The Khodaris had a two-part celebration: a shalom bat (welcoming a girl) on the Friday after the baby was born, hosted by friends after Shabbos dinner, and a simchat bat (celebrating a girl) two months later. For the party, Khodari had a catered dairy brunch at Englewood’s Congregation Ahavath Torah on Sunday morning, complete with a magician to entertain the children. Both Hillary and her husband, Joey, talked about where the baby’s name came from and gave a dvar Torah.
A bris for a baby boy is always on the eighth day, health permitting, and a seudah follows. The only ritual required for a girl is to name her when the Torah is read, usually on the day closest to the birth.
Rabbi Mordy Kuessous, assistant rabbi for the Benaroya Sephardic Center at Congregation Ahavath Torah in Englewood, said many people are now choosing to have a more formal ceremony in shul known as the Zeved Habat (gift of the girl) along with the naming when the Torah is read, on the day closest to the birth or on Shabbat morning. “It is an expression of gratitude for the delivery of a healthy child and an opportunity as a family to express it publicly,” he said. Prior to announcing the name, the rabbi and baal korei read pesukim from Shir Ha Shirim and the father has an aliyah.

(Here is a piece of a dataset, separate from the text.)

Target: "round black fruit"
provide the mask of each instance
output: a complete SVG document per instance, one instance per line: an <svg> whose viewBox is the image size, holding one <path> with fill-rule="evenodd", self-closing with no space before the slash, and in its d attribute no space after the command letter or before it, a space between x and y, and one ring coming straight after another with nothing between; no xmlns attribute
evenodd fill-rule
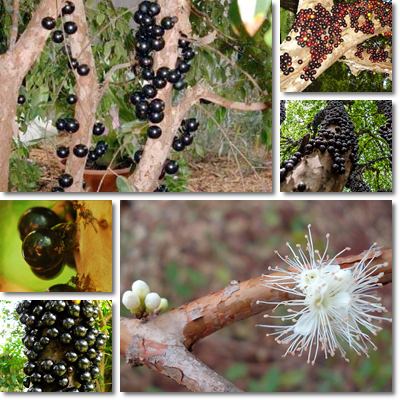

Rabbi Chaim Poupko of Ahavath Torah said that the Zeved Habat began in the Sephardic community and has become popular in the Ashkenazi community as well. The practice gained more popularity in Orthodox Judaism when Rabbi Jonathan Sacks included the ceremony in the lifestyle section of the Hebrew-English edition of the Koren Siddur, which he edited, in 2009.
Rabbi Poupko said his parents made a Zeved Habat for his younger sister in 1983. When his daughter was born last year, he included the ceremony at her naming. “We did the naming as part of the Zeved Habat at the end of davening,” he said. “We put tunes to the prayers and it was very meaningful. For those who want to see women included more within the boundaries of halacha, this is a way to honor that interest.” A simchat bat party can also include readings from the Zeved Habat, he said. “It gives a party some spiritual and religious meaning to have the prayers recited.”
A kiddush in shul when both mother and baby can be there is another good way to celebrate. That’s what Aliza and Gary Liebman of Englewood did when their baby was two months old. The Liebmans named the baby on Shabbos, the day after she was born, but waited to make a kiddush until both mom and baby could also come to shul to celebrate.